Começa o jogo e a cada toque na bola dos franceses, Messi e seus amigos sabiam que estavam superadíssimos. O adversário era claramente mais forte, mais novo, mais fresco.

E Léo olhou para a bola. Viu uma imagem sua desbotada. E olhando para a bola, ela — sua serva fiel — lhe mostrou Mbappé…

Eu vi um menino correndo

Eu vi o tempo brincando ao redor

Do caminho daquele menino

Mbappé, apenas 19 anos. Com a velocidade, os desmarques e as rupturas de Ronaldo, o fenômeno. Correndo e atropelando os seus amigos. Pogba, 25 anos, lançando como gente grande, invertendo o jogo com extrema consciência. Atropelando também os seus amigos. O tempo passou.

Léo era um menino. Feliz, esperançoso, ingênuo. Corria como nenhum outro com a bola sob os seus pés. O controle de bola perfeito. Hoje, Messi ainda é o seu maestro, mas não tem mais aquele frescor, aquela velocidade, aquela ingenuidade de criança. Isto estava com Mbappé.

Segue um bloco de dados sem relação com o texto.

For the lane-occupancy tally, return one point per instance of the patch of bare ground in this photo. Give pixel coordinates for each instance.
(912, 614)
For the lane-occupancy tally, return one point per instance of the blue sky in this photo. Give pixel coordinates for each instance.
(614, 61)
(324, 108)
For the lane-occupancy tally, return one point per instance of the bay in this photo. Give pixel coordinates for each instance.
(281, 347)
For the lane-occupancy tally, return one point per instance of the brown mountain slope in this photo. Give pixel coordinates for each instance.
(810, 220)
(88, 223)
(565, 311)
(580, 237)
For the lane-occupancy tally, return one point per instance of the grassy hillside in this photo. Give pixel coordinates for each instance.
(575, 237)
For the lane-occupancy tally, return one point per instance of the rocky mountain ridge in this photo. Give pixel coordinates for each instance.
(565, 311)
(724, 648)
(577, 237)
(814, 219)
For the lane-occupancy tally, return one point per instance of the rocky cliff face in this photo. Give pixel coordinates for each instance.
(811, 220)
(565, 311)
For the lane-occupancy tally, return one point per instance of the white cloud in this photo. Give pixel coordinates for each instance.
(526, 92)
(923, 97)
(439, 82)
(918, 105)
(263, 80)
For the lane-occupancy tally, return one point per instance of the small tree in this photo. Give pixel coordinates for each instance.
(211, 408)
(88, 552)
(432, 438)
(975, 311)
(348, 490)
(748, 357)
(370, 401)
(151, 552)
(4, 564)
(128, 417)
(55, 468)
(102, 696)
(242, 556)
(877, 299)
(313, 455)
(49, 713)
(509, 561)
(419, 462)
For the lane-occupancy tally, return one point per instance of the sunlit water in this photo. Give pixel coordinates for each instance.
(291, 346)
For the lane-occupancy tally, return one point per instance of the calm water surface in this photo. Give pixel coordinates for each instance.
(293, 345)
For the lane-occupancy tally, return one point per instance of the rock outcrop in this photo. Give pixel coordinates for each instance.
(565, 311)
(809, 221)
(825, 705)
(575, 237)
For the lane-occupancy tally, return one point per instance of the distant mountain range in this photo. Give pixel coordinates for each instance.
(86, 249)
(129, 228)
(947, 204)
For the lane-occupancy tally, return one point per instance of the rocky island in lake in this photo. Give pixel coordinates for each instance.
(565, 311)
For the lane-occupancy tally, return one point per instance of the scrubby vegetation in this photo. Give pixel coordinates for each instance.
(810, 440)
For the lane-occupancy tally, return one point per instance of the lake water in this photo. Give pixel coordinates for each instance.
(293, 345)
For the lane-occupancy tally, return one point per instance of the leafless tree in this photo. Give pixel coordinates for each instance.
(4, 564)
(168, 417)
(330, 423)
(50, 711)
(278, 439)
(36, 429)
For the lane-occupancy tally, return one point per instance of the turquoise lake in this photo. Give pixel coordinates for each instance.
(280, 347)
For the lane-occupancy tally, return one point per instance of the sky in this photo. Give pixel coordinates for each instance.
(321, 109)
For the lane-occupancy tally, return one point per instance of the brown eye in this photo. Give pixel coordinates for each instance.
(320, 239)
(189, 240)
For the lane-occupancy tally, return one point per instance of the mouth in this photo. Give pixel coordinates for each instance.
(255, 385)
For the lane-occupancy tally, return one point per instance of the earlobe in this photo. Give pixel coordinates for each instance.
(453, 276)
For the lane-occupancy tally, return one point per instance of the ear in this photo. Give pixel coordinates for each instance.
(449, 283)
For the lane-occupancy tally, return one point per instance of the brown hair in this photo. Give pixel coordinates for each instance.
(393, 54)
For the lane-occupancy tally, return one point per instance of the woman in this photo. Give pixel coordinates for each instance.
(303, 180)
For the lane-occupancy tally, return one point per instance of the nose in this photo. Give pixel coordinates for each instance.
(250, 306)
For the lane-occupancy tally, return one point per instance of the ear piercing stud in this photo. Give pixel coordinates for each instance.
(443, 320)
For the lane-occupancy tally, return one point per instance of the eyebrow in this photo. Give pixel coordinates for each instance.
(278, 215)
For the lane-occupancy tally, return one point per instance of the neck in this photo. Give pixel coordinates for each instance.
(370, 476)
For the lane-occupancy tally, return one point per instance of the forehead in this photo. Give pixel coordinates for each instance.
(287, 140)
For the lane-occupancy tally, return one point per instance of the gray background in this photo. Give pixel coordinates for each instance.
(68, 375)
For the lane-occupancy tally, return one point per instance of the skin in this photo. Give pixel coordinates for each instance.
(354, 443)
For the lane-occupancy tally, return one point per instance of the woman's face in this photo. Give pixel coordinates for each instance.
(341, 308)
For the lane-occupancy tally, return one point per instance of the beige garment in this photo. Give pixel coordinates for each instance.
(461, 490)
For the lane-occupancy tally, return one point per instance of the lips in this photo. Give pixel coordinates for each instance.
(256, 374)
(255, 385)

E Messi olhou para a bola e viu a sua Argentina ser inteiramente dominada. Como caprichosa que é, a bola entregou dois gols fortuitos para os argentinos só para que eles entendessem melhor como eram inferiores diante daquele adversário. A França voltou ao jogo e passou por cima. Mbappé atropelou. Brutalidade física em cada gesto, velocidade, todo um caminho pela frente. Mbappé acabou de entrar em seu barquinho.

4 a 2. Era o fim, Léo. O barquinho estava chegando no seu porto. Era a hora, finalmente. E Léo quis dar sua despedida. Pegou a bola, começou a driblar, ele estava leve para tentar. Não havia tango, não havia tragédia, não havia drama. Era o fim claro e nítido. Messi dribla dois e tenta chutar desequilibrado de direita. Chute fraco nas mãos de Lloris. E Messi se agachou, colocou sua cabeça no chão perguntando porque aquilo tudo e…

O tempo parou. E o sol ainda brilhava na estrada.

Era o fim para aqueles meninos. O barquinho chegou. Acabou. Mas não é o fim da vida, não é o fim dessa travessia. Era o fim daquela bonita história. Uma força estranha ainda levará os argentinos a tentarem. Talvez, Messi queira também tentar mais uma vez. Só não será mais a mesma coisa. Para aqueles meninos, acabou. Fim de estrada. E como foi bonito o trajeto daquele barquinho.

Não foi uma queda argentina. Não foi dramática. Foi sóbria. A sobriedade que nos faz reconhecer que alguém é realmente muito melhor. E Léo sabe disso. Os amigos de Léo sabem disso. Acabou. Tão simples como a vida. O que ficou de bonito lá atrás precisa agora moldar o presente e a vida continua, pois nada acaba para…

Aquele que conhece o jogo, do fogo das coisas que são
É o sol, é o tempo, é a estrada, é o pé e é o chão.